Szewach Weiss: było więcej Sprawiedliwych wśród Narodów Świata niż wiadomo oficjalnie
Sprawiedliwych wśród Narodów Świata było o wiele więcej, niż wiadomo oficjalnie - mówił dziś Szewach Weiss na konferencji "Europa - kryzys i nadzieja" na Zamku Królewskim w Warszawie.
Izraelski polityk podkreślił, że Żydzi jako naród nie mają doświadczenia ratowania innych, kiedy grozi za to kara śmierci. Jak dodał, każdy, kto uratował chociaż jednego człowieka, uratował cały świat.
- Teraz siedzę tu, w Warszawie, ze świadomością, że opuściłem Polskę po "pogromie kieleckim" w 1946 roku.

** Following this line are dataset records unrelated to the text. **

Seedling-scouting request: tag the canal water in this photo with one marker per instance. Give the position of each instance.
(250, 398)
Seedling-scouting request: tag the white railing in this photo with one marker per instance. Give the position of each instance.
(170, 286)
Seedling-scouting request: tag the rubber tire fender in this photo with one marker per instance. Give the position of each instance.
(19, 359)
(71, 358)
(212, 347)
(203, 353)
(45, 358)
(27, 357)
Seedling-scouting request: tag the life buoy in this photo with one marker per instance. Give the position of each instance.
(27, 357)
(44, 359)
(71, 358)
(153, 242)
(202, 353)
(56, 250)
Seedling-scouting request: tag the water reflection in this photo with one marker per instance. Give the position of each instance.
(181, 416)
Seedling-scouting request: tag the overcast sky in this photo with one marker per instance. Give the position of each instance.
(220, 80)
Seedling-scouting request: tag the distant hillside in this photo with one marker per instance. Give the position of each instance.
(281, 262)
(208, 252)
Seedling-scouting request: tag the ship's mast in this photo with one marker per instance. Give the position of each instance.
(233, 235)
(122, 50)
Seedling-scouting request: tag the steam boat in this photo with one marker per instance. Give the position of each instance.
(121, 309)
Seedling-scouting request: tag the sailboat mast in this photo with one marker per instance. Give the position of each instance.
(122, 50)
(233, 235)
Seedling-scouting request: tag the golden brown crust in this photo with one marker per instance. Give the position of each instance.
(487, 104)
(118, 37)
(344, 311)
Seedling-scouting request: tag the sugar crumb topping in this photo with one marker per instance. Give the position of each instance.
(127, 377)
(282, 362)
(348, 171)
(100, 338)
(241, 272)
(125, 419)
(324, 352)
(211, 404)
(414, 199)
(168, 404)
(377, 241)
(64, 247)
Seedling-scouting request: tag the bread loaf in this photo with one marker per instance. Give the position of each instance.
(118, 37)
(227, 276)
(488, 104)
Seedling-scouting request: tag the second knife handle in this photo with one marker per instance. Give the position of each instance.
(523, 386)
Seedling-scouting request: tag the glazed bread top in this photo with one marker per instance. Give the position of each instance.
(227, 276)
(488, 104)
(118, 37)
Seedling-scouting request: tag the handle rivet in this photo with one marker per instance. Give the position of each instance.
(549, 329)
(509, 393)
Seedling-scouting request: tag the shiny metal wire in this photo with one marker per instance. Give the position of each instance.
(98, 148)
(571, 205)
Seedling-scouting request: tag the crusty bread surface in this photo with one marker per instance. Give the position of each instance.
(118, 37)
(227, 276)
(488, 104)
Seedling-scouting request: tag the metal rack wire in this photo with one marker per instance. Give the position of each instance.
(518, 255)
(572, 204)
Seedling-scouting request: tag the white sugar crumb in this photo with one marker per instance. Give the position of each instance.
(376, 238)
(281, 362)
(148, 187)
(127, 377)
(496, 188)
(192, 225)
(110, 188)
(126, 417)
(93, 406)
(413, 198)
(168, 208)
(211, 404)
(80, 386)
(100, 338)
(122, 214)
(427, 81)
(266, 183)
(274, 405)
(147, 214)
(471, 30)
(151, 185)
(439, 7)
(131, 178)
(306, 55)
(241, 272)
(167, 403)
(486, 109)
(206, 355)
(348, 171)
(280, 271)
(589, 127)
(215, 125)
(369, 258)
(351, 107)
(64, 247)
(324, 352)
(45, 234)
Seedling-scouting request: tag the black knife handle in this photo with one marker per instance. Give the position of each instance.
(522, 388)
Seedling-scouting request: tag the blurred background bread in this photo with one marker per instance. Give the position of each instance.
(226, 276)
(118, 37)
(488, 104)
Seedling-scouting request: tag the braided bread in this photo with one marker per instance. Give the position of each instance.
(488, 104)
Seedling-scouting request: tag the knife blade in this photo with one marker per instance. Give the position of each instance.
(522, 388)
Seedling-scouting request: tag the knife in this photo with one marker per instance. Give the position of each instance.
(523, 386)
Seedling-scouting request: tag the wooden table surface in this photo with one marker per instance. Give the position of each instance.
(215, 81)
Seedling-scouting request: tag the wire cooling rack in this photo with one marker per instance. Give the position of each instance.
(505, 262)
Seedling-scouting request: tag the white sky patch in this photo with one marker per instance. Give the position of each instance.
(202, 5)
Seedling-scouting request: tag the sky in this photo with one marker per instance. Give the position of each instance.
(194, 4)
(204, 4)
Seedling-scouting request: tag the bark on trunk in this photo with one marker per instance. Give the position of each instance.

Przed nim w Polsce było 280 tys. Żydów. 50-60 tys. z nich to Żydzi, którzy podobnie jak ja i moja rodzina zostali uratowani przez Sprawiedliwych wśród Narodów Świata - mówił prelegent.
Weiss zaznaczył, że po uratowaniu, po trzech latach spędzonych w piwnicy zobaczył świat bez wartości. Zburzył je faszyzm. - To był świat bez praw człowieka. Pamiętam wtedy, że zobaczyłem oficera armii radzieckiej, który podał rękę mojemu ojcu. Rozmawiali w języku jidysz. Dla mnie, wówczas dziecka, armia radziecka wyglądała inaczej - wypominał izraelski polityk.
- Dla większości Żydów chrześcijaństwo to Kościół, który pamiętają z Polski. To dialogi polsko-żydowskie, konkurencja, zazdrość, miłość i nienawiść, ale w granicach przykazania "nie zabijaj" - mówił prelegent. Jak dodał, naród polski powstał na podstawie chrześcijaństwa.
- Naród żydowski i religia są nie do rozdzielenia. Jeden z sędziów pochodzący z Hamburga był religijny, ale potem zaczął zadawać pytania Bogu: gdzie byłeś kiedy nas mordowano? Wtedy przestał wierzyć, ale nadal pozostał Żydem. Żydem z punktu widzenia cywilnego prawa Knesetu jest osoba żyjąca w kulturze żydowskiej, związana z jej pamięcią - tłumaczył polityk.
Przypomniał również, że Dawid Ben Gurion zwrócił się kiedyś do 150 uczonych m.in. teologów z pytaniem kto jest Żydem. - Odpowiedzieli mu, że ten, który ma matkę Żydówkę. Pochodzi to z Talmudu. Bo zawsze wiemy, kto jest matką dziecka. Matka wychowuje dzieci, ojciec zwykle pracuje lub służy w armii - wyjaśnił prelegent. Na koniec podkreślił, że Sprawiedliwych wśród Narodów Świata było o wiele więcej niż wiadomo oficjalnie, a Żydzi jako naród nie mają doświadczenia ratowania innych, kiedy grozi za to kara śmierci.
Prelegentami podczas konferencji na Zamku Królewskim w Warszawie byli: abp Grzegorz Ryś z Uniwersytetu Papieskiego Jana Pawła II w Krakowie, prof. John Milbank (Wielka Brytania), prof. Andriej Kurajew (Rosja), prof. Szewach Weiss (Izrael), prof. Marek A. Cichocki, dr Dariusz Karłowicz.
Konferencję otworzył metropolita warszawski kard. Kazimierz Nycz. Wcześniej przewodniczył Mszy św. w kościele akademickim św. Anny. Celem spotkania był namysł nad źródłami jedności Europy. Obecnie projekt europejski przeżywa poważny kryzys, a jednym z jego źródeł jest niedocenianie duchowego rdzenia tej jedności. Skupiano się nad aktualnością dziedzictwa starożytności i chrześcijaństwa. Zastanawiano się jak chrześcijaństwo może wpłynąć na współczesną praktykę polityczną.
Organizatorami konferencji byli: Fundacja Dzieło Nowego Tysiąclecia oraz Fundacja Świętego Mikołaja, wydawca "Teologii Politycznej".